Copertina flessibile: 442 pagine
ISBN-10: 8863662991
ISBN-13: 978-8863662993
Editore: Gribaudi (26 febbraio 2019)
Lingua: Italiano

Link d’Acquisto:

Recensione a cura di Jennifer Gaspari:

Se c’è una cosa che adoro nella vita, ma anche nelle storie, è quando vengono unite, quasi per magia, elementi discordanti, mondi opposti, immagini di contrasto, sentimenti che fanno a botte tra di loro. Credo che il libro di cui parlerò oggi, sia la perfetta sintesi di tutto ciò. Avete presente quando accostate due colori che a prima vista dovrebbero non c’entrare nulla l’uno con l’altro? O quando abbinate un pantalone ad una camicia che mai avreste pensato potessero accoppiarsi alla perfezione?
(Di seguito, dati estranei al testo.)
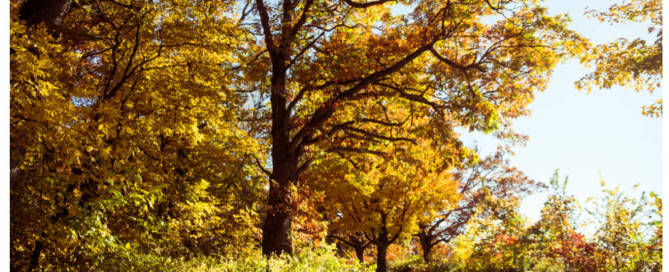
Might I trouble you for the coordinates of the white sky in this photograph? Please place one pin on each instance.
(581, 133)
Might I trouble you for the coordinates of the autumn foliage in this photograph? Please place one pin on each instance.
(187, 135)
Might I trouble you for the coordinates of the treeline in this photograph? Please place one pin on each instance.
(210, 135)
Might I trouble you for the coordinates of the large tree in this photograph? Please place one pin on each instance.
(123, 142)
(310, 63)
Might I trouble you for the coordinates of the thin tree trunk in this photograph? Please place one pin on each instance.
(426, 245)
(360, 253)
(34, 257)
(381, 254)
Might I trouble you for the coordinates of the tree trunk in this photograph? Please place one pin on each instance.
(381, 252)
(360, 253)
(34, 257)
(426, 245)
(277, 226)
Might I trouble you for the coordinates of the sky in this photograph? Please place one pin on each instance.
(584, 134)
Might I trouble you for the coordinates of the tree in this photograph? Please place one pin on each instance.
(636, 64)
(627, 231)
(316, 61)
(560, 244)
(382, 199)
(123, 140)
(493, 176)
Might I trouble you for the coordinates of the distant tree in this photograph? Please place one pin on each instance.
(311, 64)
(627, 236)
(493, 176)
(636, 64)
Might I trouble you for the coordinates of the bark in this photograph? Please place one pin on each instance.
(34, 257)
(381, 254)
(277, 226)
(426, 244)
(360, 253)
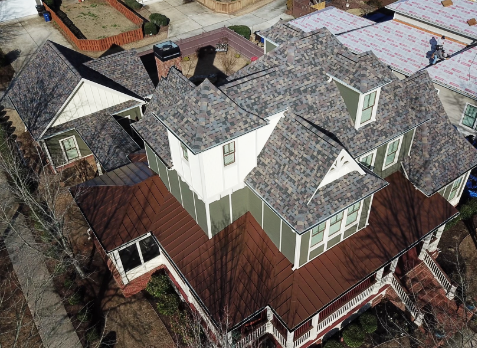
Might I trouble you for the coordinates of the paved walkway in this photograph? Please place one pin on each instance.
(52, 322)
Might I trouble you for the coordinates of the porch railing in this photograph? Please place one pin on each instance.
(440, 275)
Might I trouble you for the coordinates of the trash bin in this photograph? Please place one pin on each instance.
(47, 16)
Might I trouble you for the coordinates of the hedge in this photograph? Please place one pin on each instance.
(159, 19)
(242, 30)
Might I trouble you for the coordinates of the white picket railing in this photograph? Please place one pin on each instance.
(439, 275)
(348, 306)
(251, 337)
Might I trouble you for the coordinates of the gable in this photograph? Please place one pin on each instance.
(87, 99)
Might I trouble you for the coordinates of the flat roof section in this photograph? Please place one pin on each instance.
(335, 20)
(459, 73)
(405, 48)
(453, 18)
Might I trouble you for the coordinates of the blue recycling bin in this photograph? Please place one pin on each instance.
(47, 16)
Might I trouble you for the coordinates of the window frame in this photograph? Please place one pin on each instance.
(228, 153)
(398, 152)
(474, 127)
(64, 150)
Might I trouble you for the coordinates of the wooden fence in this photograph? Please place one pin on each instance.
(105, 43)
(238, 42)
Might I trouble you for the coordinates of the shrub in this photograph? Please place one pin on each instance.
(159, 19)
(159, 285)
(242, 30)
(368, 322)
(353, 336)
(333, 344)
(168, 304)
(150, 29)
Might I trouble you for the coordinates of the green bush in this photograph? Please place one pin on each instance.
(353, 336)
(242, 30)
(159, 19)
(333, 344)
(133, 4)
(150, 29)
(168, 304)
(368, 322)
(159, 285)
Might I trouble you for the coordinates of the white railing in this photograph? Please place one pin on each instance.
(279, 337)
(302, 339)
(439, 275)
(344, 309)
(251, 337)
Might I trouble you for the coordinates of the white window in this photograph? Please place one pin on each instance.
(137, 258)
(70, 148)
(392, 152)
(470, 116)
(229, 153)
(185, 153)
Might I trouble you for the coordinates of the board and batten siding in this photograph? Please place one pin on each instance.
(89, 98)
(56, 151)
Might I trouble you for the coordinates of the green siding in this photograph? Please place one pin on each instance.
(54, 147)
(255, 207)
(350, 231)
(219, 214)
(305, 243)
(201, 213)
(333, 242)
(364, 213)
(174, 182)
(315, 252)
(351, 99)
(187, 199)
(288, 242)
(271, 225)
(239, 203)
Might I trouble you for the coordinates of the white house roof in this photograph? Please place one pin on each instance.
(335, 20)
(459, 73)
(405, 48)
(453, 17)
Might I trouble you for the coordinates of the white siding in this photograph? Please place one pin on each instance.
(87, 99)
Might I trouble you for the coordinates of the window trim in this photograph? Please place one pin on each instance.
(463, 115)
(64, 151)
(398, 152)
(226, 154)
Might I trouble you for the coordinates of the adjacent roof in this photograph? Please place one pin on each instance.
(126, 69)
(335, 20)
(405, 48)
(240, 268)
(458, 73)
(103, 135)
(453, 18)
(290, 167)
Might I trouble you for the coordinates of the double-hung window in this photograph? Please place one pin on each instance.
(368, 105)
(470, 115)
(70, 148)
(229, 153)
(392, 152)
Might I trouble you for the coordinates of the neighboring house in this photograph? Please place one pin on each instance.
(406, 44)
(69, 103)
(290, 197)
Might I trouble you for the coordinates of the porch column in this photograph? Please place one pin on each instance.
(433, 245)
(425, 247)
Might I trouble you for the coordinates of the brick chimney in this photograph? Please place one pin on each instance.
(167, 55)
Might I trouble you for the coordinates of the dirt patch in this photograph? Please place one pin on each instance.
(96, 19)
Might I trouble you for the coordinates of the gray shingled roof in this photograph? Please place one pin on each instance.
(108, 141)
(292, 164)
(126, 69)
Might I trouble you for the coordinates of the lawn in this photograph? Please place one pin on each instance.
(96, 19)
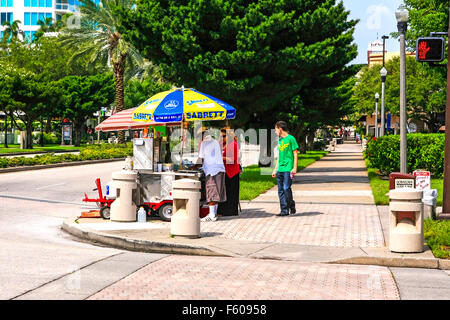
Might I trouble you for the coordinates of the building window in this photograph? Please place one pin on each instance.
(6, 3)
(32, 18)
(37, 3)
(29, 35)
(5, 16)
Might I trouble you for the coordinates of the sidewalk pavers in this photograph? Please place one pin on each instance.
(336, 221)
(217, 278)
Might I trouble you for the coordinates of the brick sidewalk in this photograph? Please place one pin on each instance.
(197, 277)
(313, 224)
(325, 193)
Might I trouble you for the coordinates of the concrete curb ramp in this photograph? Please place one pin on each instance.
(159, 241)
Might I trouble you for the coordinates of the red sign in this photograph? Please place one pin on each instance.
(430, 49)
(423, 50)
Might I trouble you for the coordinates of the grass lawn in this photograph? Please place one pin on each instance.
(381, 187)
(255, 180)
(14, 148)
(437, 236)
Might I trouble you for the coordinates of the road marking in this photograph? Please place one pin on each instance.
(42, 200)
(51, 185)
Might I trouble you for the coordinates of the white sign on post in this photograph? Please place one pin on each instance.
(423, 179)
(404, 183)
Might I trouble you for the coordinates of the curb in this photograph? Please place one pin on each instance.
(57, 165)
(138, 245)
(171, 248)
(35, 153)
(398, 262)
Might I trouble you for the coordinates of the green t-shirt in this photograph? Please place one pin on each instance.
(286, 147)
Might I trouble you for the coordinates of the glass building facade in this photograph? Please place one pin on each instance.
(29, 12)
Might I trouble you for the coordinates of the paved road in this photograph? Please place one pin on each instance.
(39, 261)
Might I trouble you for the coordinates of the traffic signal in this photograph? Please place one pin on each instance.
(430, 49)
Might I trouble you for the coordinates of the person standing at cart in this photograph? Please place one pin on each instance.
(210, 155)
(232, 170)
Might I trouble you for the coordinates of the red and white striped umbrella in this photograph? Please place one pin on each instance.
(123, 121)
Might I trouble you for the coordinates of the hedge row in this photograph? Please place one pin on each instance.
(89, 153)
(425, 151)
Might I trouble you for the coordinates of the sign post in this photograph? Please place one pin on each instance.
(423, 179)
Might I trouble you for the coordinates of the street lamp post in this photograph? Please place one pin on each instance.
(377, 96)
(402, 16)
(383, 73)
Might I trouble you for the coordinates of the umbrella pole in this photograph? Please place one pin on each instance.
(182, 144)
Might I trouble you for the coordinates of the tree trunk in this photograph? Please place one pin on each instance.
(119, 69)
(310, 140)
(29, 135)
(299, 134)
(6, 131)
(48, 125)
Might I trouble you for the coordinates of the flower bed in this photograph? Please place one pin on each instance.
(95, 152)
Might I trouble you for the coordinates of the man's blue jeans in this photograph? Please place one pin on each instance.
(285, 192)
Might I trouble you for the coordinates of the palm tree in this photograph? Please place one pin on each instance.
(12, 30)
(96, 39)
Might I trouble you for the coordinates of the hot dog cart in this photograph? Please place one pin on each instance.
(156, 174)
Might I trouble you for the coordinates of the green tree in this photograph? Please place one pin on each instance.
(263, 57)
(84, 95)
(98, 40)
(137, 91)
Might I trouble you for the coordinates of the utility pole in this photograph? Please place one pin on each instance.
(383, 73)
(402, 16)
(446, 196)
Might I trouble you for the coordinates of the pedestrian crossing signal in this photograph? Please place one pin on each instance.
(430, 49)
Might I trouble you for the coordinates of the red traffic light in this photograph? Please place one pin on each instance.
(430, 49)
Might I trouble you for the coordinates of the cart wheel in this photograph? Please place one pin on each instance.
(165, 212)
(105, 212)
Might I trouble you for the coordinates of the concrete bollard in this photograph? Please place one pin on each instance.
(406, 220)
(185, 221)
(124, 208)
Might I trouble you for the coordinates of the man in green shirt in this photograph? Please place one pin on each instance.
(286, 168)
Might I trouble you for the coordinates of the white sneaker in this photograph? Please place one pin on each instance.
(209, 218)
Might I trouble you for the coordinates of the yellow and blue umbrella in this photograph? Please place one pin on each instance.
(183, 104)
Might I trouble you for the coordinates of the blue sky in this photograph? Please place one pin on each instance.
(377, 17)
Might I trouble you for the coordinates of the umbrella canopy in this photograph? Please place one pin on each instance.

O ancora quando incontrate una coppia di persone che sembrano diametralmente opposte per carattere, ma che in realtà riescono a vivere una complicità disarmante? Mettete tutto questo nella casella di ciò che funziona, che spacca i pregiudizi e li rende obsoleti e aprite la mente a nuove prospettive di storia, di narrazione, di tempo e di spazio, accostate infine un futuro distopico e un passato suggestivo e magico… ecco ora posso iniziare a parlarvi del nuovo libro di Elvio Ravasio: “MEDIOEVO”.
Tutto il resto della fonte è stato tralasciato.